Tutorial Series: ONNX. If you are into computer science, you… | by Shima | Feb, 2024


If you are into computer science, you have probably heard of TensorFlow and PyTorch or even used them before. They are among the most famous frameworks for deep learning model training. But there is another player in this world that might not have crossed your radar: ONNX.

ONNX, short for Open Neural Network Exchange, isn’t as famous, but it plays an important role in the world of deep learning. We can say that it is a translator between different deep-learning tools! Everyone agrees that TensorFlow and PyTorch are great at what they do and probably there is no better than them. In this middle ONNX acts as a bridge and helps these frameworks talk to each other and makes it easier to share and use models over different software. So, it simplifies model transfer and compatibility across various frameworks.

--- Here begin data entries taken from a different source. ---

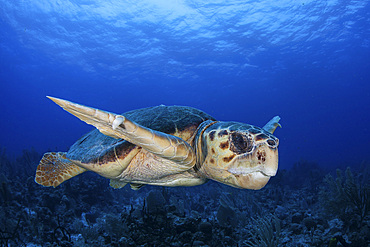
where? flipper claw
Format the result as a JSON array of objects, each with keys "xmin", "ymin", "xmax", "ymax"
[{"xmin": 112, "ymin": 116, "xmax": 125, "ymax": 130}]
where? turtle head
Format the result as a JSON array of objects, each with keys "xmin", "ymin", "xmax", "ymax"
[{"xmin": 196, "ymin": 122, "xmax": 279, "ymax": 190}]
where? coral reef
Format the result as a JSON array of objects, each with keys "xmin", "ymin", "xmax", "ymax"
[{"xmin": 0, "ymin": 150, "xmax": 370, "ymax": 246}]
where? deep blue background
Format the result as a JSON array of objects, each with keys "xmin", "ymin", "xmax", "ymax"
[{"xmin": 0, "ymin": 0, "xmax": 370, "ymax": 167}]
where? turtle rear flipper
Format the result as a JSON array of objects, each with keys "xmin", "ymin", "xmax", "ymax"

ONNX is not a completely recent or new framework and it was born in September 2017. It was developed as an open-source project by Meta (Facebook that days) and Microsoft to create a standardized format for representing deep learning models.

ONNX vs Tensorflow and PyTorch
Why Use ONNX?
Why and when do we need to transfer a model to another framework?
Hands-on:
Installation
Exporting from Frameworks
Conversion Tools
Importing into Frameworks
ONNX Runtime
Inference with Imported Models
Performance Optimization
· Example

Interoperability:

  • TensorFlow: TensorFlow models are compatible with the TensorFlow ecosystem, although there are tools available for converting TensorFlow models to other formats, such as TensorFlow Lite for mobile deployment and TensorFlow.js for web deployment.
  • PyTorch: PyTorch models are also native to the PyTorch framework.
  • ONNX: ONNX is specifically designed for interoperability. Models can be easily transferred between different frameworks, including TensorFlow and PyTorch.

Ease of Use:

  • TensorFlow: TensorFlow offers a comprehensive set of tools and resources for deep learning development.
  • PyTorch: PyTorch is known for its simplicity and ease of use, with an intuitive API that makes it popular among researchers and developers.
  • ONNX: While ONNX itself is not a deep learning framework, it simplifies the process of working with models over frameworks, therefore overall ease of use will be enhanced.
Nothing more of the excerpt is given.